Li-ion battery anode and cathode material recycling equipment is a processing and recovery line for various waste lithium-ion batteries, mainly through physical processing methods, to handle and produce anode and cathode materials for new energy lithium-ion batteries, cylindrical soft-pack batteries, 18650 batteries, hard-case batteries, and steel-case batteries. It separates valuable metals from the batteries.

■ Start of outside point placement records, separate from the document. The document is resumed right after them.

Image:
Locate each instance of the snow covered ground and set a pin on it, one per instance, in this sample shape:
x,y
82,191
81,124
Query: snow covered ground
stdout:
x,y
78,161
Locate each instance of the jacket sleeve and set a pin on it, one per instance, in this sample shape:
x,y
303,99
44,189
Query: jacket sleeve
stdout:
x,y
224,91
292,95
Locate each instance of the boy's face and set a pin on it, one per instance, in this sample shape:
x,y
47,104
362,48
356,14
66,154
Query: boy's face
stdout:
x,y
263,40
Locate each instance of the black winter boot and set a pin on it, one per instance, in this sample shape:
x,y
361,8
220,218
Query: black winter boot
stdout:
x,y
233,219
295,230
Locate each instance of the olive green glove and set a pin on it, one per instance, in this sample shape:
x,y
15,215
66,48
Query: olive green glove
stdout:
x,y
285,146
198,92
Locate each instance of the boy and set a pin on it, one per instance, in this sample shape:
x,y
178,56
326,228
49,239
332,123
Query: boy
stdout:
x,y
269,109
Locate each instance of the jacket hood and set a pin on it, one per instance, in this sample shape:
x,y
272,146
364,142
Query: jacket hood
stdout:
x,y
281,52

Lithium-ion battery anode and cathode material recycling equipment is a processing and recovery line for various waste lithium-ion batteries, mainly through physical processing methods. It processes new energy lithium-ion batteries, cylindrical pouch cells, hard shell batteries, and steel shell batteries, converting them into anode and cathode materials. It separates valuable metals from the batteries. The cathode is formed by applying lithium cobalt oxide powder to both sides of an aluminum foil collector, while the anode structure is similar, consisting of carbon powder bonded to both sides of a copper foil collector. The processing technology consists of cathode and anode sheet processing. The lithium-ion battery anode and cathode sheet processing system and technology includes a feeding platform, conveyor, shredder, analyzer, induced draft fan, collection device, pulse purifier, and grading sieve and separator.

The battery is composed of positive and negative electrodes, so the material used for the positive and negative electrodes directly affects the battery's performance. Understanding the specific structure of the battery, we then look at the composition of the positive and negative electrodes. The positive electrode is made up of foam nickel (conductive material) and positive electrode chemical raw materials. The negative electrode is composed of steel strip and negative electrode chemical raw materials. In simple terms, the chemical raw materials are tightly bonded to the foam nickel (steel strip) through a slurry, forming the positive (negative) electrode. The positive electrode typically refers to a high-potential electrode containing active substances that undergo reduction reactions during discharge.

During the assembly of battery packs, the following patterns are observed: the negative electrode determines the battery's stability and overcharge (discharge) performance, while the positive electrode determines the battery's capacity. If the battery is produced with the following conditions:

1. A positive electrode sheet that's too light can result in a "low capacity" battery.

2. Overweight anode sheets can lead to leakage and bulging during battery charging, and in severe cases, may cause the battery to explode.

3. Overlighted cathode sheets can cause battery leakage and bulging during charging, and in severe cases, may lead to explosion.

4. Excessive weight on the negative electrode sheet can make it difficult to fit into the battery housing during assembly, leading to damage or short-circuiting of the positive and negative electrode sheets. Moreover, the heavier negative electrode sheet can result in waste of battery raw materials and lower material utilization efficiency. Therefore, both underweight and overweight electrode sheets can significantly affect the battery.

The cathode sheet recycling process consists of the following steps:

1. Waste lithium-ion battery cathode materials are conveyed to a shredder via a conveyor belt, where they are shredded to 15-25 mesh size.

2. Material processed through a shredder is conveyed to the analyzer.

3. The analyser separates the crushed material through air classification, separating metal materials and lithium cobalt oxide powder.

4. Selected lithium cobalt oxide powder is transported to the collection unit by an induced draft fan.

5. Waste gases from the aggregate unit are purified through a pulse purifier before being discharged. The metallic materials sorted by the analyzer are then screened through a grading sieve, which further separates the metal materials into lithium cobaltate powder and metal fractions.

6. Lithium cobalt oxide powder from the grading screen is channeled into the aggregate collector via an induced draught fan from the first output end. Aluminum powder, sifted from the grading screen, is directly collected from the third output end. Other materials sifted from the grading screen enter the air classification machine via the second output end. The air classification machine further sorts these materials, separating metallic aluminum and lithium cobalt oxide powder. The separated metallic aluminum is recovered and collected, while the separated lithium cobalt oxide powder is gathered into the aggregate collector via the induced draught fan. Thus, the non-metallic lithium cobalt oxide powder and metallic aluminum powder in the positive electrode sheet are successfully separated.

Key considerations for anodes and cathodes:

1. Inspect for burrs and unevenness on the blade edge, and be mindful of the precautions when using the blade during operation.

2. Do not mix cutters for positive and negative pole slices.

3. Continuously inspect the quality of the film during the cutting process, segregate any substandard film into separate batches, and ensure they are not mixed.

4. After the pieces are cut, they are inspected and then transferred to the subsequent process.